A federal appeals court on Monday left intact California’s ban on race-based affirmative action as a means to boost the ranks of minority students in the state university system, throwing out a lawsuit that sought to overturn the policy.
In turning the lawsuit aside, a three-judge panel of the Ninth US Circuit Court of Appeals cited a 1997 appeals court decision that upheld the constitutionality of the prohibition.
California voters approved the ban, Proposition 209, in 1996. The state-wide ballot initiative amended the state’s constitution to read in part: “The state shall not discriminate against, or grant preferential treatment to, any individual or group on the basis of race, sex, color, ethnicity, or national origin in the operation of public employment, public education, or public contracting.”
The amendment forced the University of California to end its long-standing affirmative action programs, and, instead, rely on race-neutral admissions mechanisms.
The action was challenged by several individuals and groups alleging the measure violated equal protection guarantees of the 14th Amendment. The court disagreed, and dismissed the suit 15 years ago.

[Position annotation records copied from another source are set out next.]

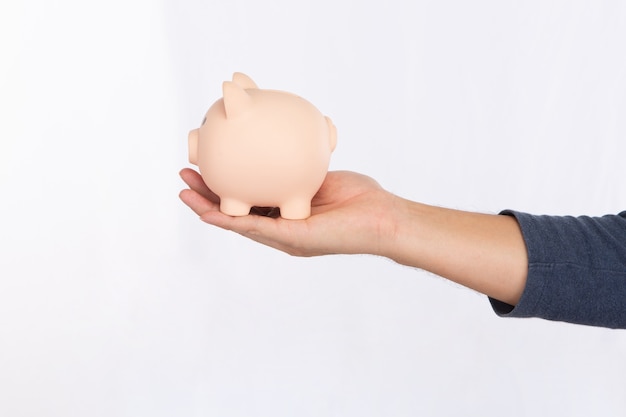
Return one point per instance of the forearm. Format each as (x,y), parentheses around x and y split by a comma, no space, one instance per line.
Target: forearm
(484,252)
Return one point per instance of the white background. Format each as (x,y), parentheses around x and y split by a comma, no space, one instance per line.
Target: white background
(116,301)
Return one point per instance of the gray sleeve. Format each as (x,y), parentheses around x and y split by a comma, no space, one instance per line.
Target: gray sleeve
(576,270)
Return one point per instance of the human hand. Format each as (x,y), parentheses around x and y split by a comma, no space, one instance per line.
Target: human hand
(349,214)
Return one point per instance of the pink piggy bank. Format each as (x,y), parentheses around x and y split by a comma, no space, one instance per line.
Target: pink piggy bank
(262,148)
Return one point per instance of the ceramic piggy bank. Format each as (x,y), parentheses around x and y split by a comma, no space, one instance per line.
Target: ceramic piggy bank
(262,148)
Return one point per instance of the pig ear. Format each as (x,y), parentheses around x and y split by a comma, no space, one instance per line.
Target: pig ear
(243,80)
(236,99)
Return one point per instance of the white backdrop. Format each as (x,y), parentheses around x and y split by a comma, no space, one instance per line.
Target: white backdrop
(116,301)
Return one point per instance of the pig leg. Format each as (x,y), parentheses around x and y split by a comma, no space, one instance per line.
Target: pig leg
(296,209)
(234,207)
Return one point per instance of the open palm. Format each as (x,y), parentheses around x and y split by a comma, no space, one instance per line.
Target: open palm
(349,214)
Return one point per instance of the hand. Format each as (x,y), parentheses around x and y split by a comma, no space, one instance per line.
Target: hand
(349,214)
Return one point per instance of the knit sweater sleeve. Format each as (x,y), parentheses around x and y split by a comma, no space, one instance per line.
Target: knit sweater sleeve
(576,270)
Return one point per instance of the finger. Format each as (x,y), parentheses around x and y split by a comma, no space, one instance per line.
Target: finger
(277,233)
(196,183)
(197,202)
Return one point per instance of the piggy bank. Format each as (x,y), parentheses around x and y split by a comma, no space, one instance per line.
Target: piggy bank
(263,148)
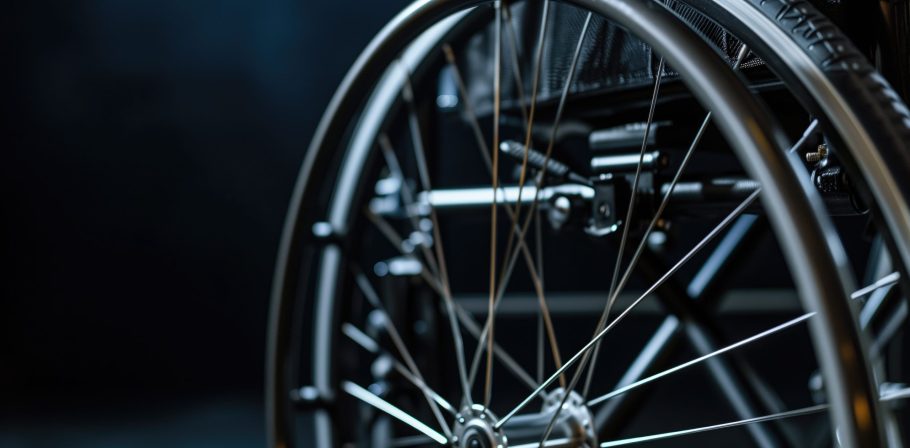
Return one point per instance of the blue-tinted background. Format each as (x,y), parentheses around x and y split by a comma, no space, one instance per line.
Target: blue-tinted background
(148,153)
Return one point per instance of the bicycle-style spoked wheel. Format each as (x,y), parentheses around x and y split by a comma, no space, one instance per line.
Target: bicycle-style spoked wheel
(521,157)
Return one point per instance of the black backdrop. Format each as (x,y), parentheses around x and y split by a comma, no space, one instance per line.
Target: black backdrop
(148,151)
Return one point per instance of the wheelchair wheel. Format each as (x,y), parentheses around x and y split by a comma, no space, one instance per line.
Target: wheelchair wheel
(515,218)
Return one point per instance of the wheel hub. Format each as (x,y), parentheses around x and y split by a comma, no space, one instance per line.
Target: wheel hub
(575,421)
(474,429)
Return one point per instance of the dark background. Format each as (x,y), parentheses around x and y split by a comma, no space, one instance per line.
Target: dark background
(148,151)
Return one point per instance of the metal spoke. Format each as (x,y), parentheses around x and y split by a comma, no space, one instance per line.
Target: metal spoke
(625,235)
(367,289)
(700,359)
(522,246)
(885,281)
(538,248)
(406,194)
(491,317)
(516,67)
(464,318)
(615,288)
(373,400)
(898,394)
(369,344)
(555,443)
(685,259)
(423,169)
(685,432)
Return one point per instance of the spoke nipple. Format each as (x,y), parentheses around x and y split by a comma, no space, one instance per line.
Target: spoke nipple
(820,154)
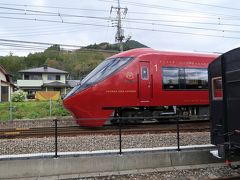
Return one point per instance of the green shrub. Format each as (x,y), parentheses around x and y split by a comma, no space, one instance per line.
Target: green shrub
(19,96)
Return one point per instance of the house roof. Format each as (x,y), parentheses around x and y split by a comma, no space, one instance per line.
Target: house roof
(73,83)
(55,84)
(43,70)
(7,75)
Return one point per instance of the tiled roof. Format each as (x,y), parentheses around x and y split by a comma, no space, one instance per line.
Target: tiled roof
(55,84)
(43,70)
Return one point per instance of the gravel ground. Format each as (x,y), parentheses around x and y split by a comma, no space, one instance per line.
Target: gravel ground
(43,122)
(203,173)
(99,142)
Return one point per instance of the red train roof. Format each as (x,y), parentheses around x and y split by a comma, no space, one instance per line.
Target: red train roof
(142,51)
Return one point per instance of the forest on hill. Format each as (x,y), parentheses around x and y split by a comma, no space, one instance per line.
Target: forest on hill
(78,63)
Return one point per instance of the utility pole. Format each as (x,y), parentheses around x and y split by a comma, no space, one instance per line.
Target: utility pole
(119,37)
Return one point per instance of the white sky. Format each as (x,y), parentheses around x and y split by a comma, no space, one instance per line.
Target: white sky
(168,25)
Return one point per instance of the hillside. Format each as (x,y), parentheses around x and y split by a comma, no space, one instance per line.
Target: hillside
(78,63)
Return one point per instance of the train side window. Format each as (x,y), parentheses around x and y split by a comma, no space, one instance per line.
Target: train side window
(196,78)
(145,74)
(217,88)
(170,78)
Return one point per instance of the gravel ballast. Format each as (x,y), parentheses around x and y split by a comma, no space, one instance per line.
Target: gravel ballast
(99,142)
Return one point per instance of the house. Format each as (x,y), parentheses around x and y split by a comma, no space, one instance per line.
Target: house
(43,79)
(6,85)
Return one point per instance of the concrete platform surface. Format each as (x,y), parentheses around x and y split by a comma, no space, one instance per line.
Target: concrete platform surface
(74,165)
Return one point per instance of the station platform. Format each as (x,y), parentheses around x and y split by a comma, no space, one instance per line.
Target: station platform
(83,164)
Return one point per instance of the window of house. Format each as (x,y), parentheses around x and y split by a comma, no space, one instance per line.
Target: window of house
(26,77)
(32,76)
(217,88)
(57,77)
(53,77)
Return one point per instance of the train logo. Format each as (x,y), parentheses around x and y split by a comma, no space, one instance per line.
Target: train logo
(129,75)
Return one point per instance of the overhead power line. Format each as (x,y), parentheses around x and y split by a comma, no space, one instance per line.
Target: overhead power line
(157,6)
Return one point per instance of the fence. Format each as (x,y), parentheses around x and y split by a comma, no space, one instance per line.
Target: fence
(59,142)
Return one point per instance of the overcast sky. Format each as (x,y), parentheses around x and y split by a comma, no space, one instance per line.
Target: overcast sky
(178,25)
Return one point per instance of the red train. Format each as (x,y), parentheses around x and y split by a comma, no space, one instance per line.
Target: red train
(142,83)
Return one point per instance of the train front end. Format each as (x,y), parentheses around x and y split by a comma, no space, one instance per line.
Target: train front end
(87,100)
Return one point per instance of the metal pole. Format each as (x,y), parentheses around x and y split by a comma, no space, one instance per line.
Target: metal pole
(50,108)
(178,139)
(120,136)
(56,138)
(10,109)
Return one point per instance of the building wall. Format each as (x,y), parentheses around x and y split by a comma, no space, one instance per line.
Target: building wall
(62,78)
(2,76)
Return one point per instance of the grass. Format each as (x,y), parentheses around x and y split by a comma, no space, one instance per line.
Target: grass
(31,110)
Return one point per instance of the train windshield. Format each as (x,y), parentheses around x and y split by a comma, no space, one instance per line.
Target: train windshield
(103,70)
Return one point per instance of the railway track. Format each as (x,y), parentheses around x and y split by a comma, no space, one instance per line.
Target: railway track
(106,130)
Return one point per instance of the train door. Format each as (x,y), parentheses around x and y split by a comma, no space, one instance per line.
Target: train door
(145,84)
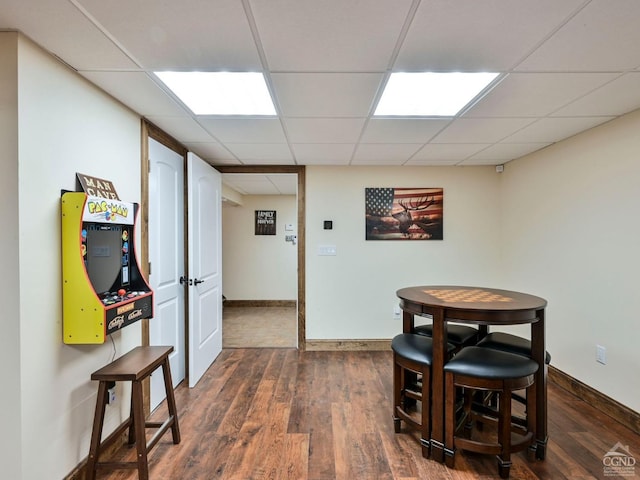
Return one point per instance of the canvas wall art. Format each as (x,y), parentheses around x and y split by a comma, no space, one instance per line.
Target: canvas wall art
(404,213)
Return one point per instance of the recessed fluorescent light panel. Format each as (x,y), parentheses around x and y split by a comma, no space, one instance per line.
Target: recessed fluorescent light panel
(221,93)
(429,94)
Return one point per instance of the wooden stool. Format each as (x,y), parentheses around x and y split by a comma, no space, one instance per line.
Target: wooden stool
(457,335)
(412,356)
(134,366)
(476,368)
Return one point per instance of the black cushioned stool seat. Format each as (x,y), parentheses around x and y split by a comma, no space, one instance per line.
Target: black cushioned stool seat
(476,368)
(412,357)
(457,335)
(507,342)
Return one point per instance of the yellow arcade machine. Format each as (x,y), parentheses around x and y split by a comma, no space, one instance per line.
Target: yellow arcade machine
(103,288)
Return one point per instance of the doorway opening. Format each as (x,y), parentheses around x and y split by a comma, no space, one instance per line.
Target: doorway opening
(255,311)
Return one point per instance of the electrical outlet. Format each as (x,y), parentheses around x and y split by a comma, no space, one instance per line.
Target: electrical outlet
(112,395)
(601,354)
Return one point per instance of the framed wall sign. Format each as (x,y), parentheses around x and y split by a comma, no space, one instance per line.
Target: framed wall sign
(265,222)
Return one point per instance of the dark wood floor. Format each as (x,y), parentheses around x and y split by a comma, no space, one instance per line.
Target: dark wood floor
(280,414)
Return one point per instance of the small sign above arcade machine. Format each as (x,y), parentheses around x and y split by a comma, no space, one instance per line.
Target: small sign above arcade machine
(103,288)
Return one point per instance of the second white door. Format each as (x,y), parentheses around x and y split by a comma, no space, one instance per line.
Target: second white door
(166,255)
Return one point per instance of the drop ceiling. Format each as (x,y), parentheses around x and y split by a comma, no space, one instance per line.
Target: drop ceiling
(565,66)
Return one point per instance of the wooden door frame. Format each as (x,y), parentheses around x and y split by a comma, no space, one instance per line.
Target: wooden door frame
(147,131)
(300,172)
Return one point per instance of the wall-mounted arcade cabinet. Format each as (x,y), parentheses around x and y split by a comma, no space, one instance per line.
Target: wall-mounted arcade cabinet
(103,288)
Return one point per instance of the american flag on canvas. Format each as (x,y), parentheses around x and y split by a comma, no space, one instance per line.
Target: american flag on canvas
(404,213)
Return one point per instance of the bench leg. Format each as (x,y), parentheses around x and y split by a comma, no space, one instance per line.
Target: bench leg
(139,426)
(96,433)
(171,401)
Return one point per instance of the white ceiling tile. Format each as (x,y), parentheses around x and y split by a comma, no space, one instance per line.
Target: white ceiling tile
(431,163)
(481,130)
(184,128)
(286,183)
(536,94)
(554,129)
(469,35)
(615,98)
(323,153)
(446,152)
(326,94)
(324,130)
(504,152)
(64,31)
(266,152)
(331,35)
(604,36)
(247,183)
(190,34)
(138,91)
(262,184)
(212,152)
(394,154)
(244,130)
(402,130)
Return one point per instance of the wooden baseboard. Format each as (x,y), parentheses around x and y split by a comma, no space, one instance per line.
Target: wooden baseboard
(596,399)
(80,472)
(347,345)
(259,303)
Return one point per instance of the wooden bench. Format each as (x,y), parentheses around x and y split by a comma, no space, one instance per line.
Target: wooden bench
(133,367)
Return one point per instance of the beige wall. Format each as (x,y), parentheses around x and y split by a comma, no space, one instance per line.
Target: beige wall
(10,404)
(66,125)
(259,267)
(571,226)
(352,295)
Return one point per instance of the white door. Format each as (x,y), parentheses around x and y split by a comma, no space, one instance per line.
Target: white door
(166,254)
(205,266)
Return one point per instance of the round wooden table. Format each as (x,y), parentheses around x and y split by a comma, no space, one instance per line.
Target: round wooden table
(484,307)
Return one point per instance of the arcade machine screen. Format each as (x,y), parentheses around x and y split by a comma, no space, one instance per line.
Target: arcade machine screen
(106,255)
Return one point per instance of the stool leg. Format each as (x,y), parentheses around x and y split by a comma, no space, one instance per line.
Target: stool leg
(531,419)
(139,422)
(96,433)
(426,412)
(132,424)
(171,401)
(449,420)
(504,433)
(397,386)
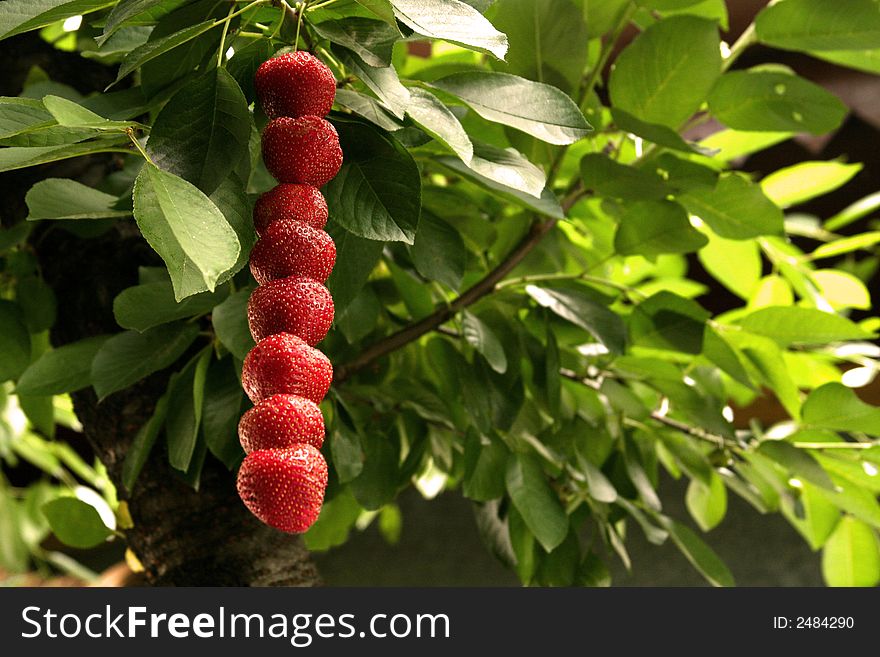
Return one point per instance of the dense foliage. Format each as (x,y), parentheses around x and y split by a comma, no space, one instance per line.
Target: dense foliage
(516,313)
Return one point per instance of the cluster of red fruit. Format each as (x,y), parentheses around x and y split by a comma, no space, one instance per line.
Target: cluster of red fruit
(283,477)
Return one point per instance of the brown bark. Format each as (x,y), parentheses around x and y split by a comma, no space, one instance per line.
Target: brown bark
(181,536)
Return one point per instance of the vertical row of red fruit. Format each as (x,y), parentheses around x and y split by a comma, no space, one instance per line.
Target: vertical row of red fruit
(283,477)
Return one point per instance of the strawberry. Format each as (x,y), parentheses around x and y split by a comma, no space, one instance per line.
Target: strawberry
(284,363)
(281,421)
(300,202)
(296,305)
(295,84)
(292,248)
(304,150)
(284,487)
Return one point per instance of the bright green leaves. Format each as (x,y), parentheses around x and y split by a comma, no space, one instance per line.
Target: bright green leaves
(852,555)
(202,132)
(820,25)
(666,73)
(650,228)
(539,110)
(75,523)
(184,227)
(453,21)
(377,192)
(771,100)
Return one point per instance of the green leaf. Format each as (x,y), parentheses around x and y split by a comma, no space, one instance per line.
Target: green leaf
(852,555)
(231,326)
(371,39)
(356,257)
(65,369)
(548,39)
(481,338)
(186,394)
(122,12)
(15,343)
(62,198)
(142,307)
(438,251)
(535,500)
(834,406)
(609,178)
(581,310)
(801,182)
(381,80)
(798,325)
(75,523)
(707,504)
(735,209)
(202,132)
(765,100)
(703,558)
(668,321)
(184,227)
(667,71)
(650,228)
(377,193)
(21,157)
(508,174)
(152,49)
(137,454)
(452,21)
(820,25)
(798,462)
(128,357)
(736,264)
(438,121)
(18,16)
(537,109)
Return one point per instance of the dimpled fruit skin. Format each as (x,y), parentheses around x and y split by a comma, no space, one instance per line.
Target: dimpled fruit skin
(292,248)
(292,202)
(296,305)
(284,363)
(281,421)
(295,84)
(303,151)
(284,487)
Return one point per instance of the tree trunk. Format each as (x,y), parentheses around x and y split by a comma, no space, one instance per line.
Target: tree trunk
(181,536)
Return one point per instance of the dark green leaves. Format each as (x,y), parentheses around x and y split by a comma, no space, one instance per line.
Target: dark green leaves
(583,310)
(769,100)
(184,227)
(667,72)
(736,208)
(537,109)
(377,193)
(453,21)
(820,25)
(75,523)
(650,228)
(128,357)
(535,500)
(202,132)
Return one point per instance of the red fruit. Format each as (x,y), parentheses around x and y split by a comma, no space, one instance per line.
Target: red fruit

In an effort to boost minority enrollment, the university system adopted a procedure of admitting the top four percent of graduates from any California high school. It also decreased the weight applied to standardized tests. But those policies did not compensate for the end of affirmative action, which led to a 50 percent reduction in minority enrollment. The new policies have increased minority enrollment, but not enough, opponents of Prop. 209 say.